Presse aktuell 2010


 
ekiba intern 1/2010

Zwischen Kanzel und Kalender

Zum 250. Geburtstag Johann Peter Hebels am 10. Mai

Wer kennt sie nicht - die Kalendergeschichten von Johann Peter Hebel? Im Jubiläumsjahr zum 250. GeburtstagdesTheologen, Lehrers und Erzählers rücken sie nicht nur in der badischen Landeskirche, deren erster Prälat Hebel war, erneut ins Rampenlicht.
Eine seiner berühmtesten Kalendergeschichten trägt den Titel „Kannitverstan“ und wurde 1808 im „Rheinischen Hausfreund“ veröffentlicht.

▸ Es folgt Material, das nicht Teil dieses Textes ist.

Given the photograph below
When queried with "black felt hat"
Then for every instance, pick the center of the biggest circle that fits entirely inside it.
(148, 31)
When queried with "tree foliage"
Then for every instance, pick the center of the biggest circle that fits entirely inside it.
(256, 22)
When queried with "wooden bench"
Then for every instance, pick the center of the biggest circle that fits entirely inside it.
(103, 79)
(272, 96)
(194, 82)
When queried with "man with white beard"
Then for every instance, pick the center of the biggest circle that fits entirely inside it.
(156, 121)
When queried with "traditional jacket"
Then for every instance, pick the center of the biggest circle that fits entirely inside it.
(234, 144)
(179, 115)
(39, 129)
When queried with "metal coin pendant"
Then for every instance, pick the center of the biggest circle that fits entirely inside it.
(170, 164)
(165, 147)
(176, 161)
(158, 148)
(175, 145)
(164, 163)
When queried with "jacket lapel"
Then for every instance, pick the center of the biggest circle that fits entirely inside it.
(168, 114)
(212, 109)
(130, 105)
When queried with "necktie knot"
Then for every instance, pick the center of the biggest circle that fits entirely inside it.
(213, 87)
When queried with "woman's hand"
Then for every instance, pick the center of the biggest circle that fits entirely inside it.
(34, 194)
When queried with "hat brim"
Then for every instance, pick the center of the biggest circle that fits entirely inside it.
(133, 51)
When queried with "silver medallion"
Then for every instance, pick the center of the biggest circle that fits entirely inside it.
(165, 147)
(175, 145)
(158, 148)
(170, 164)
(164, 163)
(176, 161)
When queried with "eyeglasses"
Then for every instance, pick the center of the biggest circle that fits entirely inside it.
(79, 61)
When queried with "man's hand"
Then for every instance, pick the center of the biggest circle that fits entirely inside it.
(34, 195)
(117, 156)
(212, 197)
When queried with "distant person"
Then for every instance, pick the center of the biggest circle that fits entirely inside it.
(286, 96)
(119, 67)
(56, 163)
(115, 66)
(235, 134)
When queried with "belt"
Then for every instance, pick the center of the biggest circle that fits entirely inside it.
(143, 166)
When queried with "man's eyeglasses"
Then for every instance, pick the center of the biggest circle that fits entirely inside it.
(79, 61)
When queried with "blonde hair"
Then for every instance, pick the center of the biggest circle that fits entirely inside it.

Hebel erzählt darin von einem armen deutschen Handwerksburschen, der nach Amsterdam kommt. Der erhält auf seine Frage nach dem Besitzer eines wunderschönen Hauses und eines mächtigen Schiffes im Hafen jeweils die Antwort „Kannitverstan“. Da wünscht er sich, dass er es „auch einmal so gut bekäme, wie dieser Herr Kannitverstan es hat“. Endlich trifft der Bursche auf einen Leichenumzug. Auf seine Frage, wer beerdigt wird, erhält er wieder die Auskunft,, Kannitverstan“. Nun ist er getröstet: „Wenn es ihm wieder einmal schwer fallen wollte, dass so viele Leute in der Welt so reich seien, und er so arm, so dachte er nur an den Herrn Kannitverstan in Amsterdam, an sein großes Haus, an sein reiches Schiff und an sein enges Grab“.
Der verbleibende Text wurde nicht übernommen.